Background: Claimant was a firefighter who sought benefits under the firefighter cancer section of the Workers’ Compensation Act after he was diagnosed with prostate cancer. Ultimately, the Court determined that the Claimant’s petition was untimely having been filed more than 600 weeks after his last date of employment with exposure to the hazards that can cause the disease.

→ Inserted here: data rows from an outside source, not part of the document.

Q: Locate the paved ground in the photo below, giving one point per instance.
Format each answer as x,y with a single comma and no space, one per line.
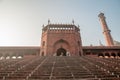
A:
60,68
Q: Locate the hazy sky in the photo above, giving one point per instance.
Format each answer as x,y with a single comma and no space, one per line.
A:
21,20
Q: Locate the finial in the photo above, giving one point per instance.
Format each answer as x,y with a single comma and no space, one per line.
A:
43,25
73,21
48,21
100,43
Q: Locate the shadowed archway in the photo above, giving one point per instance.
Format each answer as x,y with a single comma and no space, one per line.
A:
61,52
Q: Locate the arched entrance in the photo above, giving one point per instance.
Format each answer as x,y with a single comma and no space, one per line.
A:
61,52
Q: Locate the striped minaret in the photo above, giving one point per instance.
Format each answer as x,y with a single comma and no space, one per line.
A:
106,31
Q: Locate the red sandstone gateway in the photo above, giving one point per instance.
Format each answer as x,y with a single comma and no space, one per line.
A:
61,40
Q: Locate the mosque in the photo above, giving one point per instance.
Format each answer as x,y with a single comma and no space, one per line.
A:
61,56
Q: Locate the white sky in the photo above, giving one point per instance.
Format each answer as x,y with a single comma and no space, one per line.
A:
21,20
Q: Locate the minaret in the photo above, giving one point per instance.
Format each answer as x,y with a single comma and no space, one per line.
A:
106,31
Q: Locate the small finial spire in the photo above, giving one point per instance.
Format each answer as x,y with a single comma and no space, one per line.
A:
73,21
43,26
100,43
48,21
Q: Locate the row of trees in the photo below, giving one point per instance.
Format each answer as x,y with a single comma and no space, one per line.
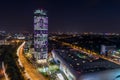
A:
9,57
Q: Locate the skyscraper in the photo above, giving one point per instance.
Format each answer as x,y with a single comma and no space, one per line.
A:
40,34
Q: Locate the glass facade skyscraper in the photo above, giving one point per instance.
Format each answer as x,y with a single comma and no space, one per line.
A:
40,34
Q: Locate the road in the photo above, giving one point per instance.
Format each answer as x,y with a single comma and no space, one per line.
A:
29,68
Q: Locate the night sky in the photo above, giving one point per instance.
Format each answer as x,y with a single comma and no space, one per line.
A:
64,15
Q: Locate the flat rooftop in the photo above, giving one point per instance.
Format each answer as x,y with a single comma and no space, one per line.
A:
83,63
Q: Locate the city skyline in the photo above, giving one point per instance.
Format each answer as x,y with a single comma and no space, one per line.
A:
64,16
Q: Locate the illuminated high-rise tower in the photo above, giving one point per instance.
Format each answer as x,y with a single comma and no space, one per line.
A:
40,34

Reasoning: Claimant joined the fire department in November 1976. He retired in March of 2000 and was diagnosed with prostate cancer in October 2009. He filed his Medical-Only Claim Petition in May 2012. During his 23 year career, he fought over 400 fires and was exposed to Group I carcinogens. He fought his last fire in February 2000. Claimant’s medical expert opined that the exposure to Group I carcinogens while performing as a firefighter was a substantial contributing factor in his development of prostate cancer. The Employer’s medical expert opined that as a matter of general causation, there was insufficient evidence to support the conclusion that firefighting caused prostate cancer.
The trial judge granted the Claim Petition, however, the Workers’ Compensation Appeal Board reversed finding the Claim Petition untimely. The Board pointed out that the Claimant testified that his last date of employment was March 31, 2000 and he filed his Claim Petition on May 18, 2012 or 633 weeks after his last date of employment and/or possible exposure to any cancer causing agent. Section 108(r) of the Act requires that any petition filed under the firefighter cancer presumption section must be filed within 600 weeks of the last date of employment with exposure to the cancer causing hazards.
The Commonwealth Court ultimately agreed and requires any claim that is being filed under Section 108(r), because it is beyond the 300 week presumption identified in Section 301(f), to be filed within 600 weeks of the last date of employment with exposure to the cancer causing agent. If the claim is filed beyond the 600 weeks the claimant is time barred and the discovery rule (allowing the statute of limitations period to begin running only after the claimant learns by medical diagnosis that the disability is work related) does not apply.
Tip: Claims that involve firefighters seeking benefits as a result of cancer diagnosis should be closely scrutinized in terms of when the claimant was first diagnosed, the last date of employment where the claimant was actually exposed to any cancer causing hazards, whether Claimant’s evidence documents the particular cancer at issue is caused by Group I carcinogens and whether the claimant’s medical evidence documents that the actual exposure caused the cancer.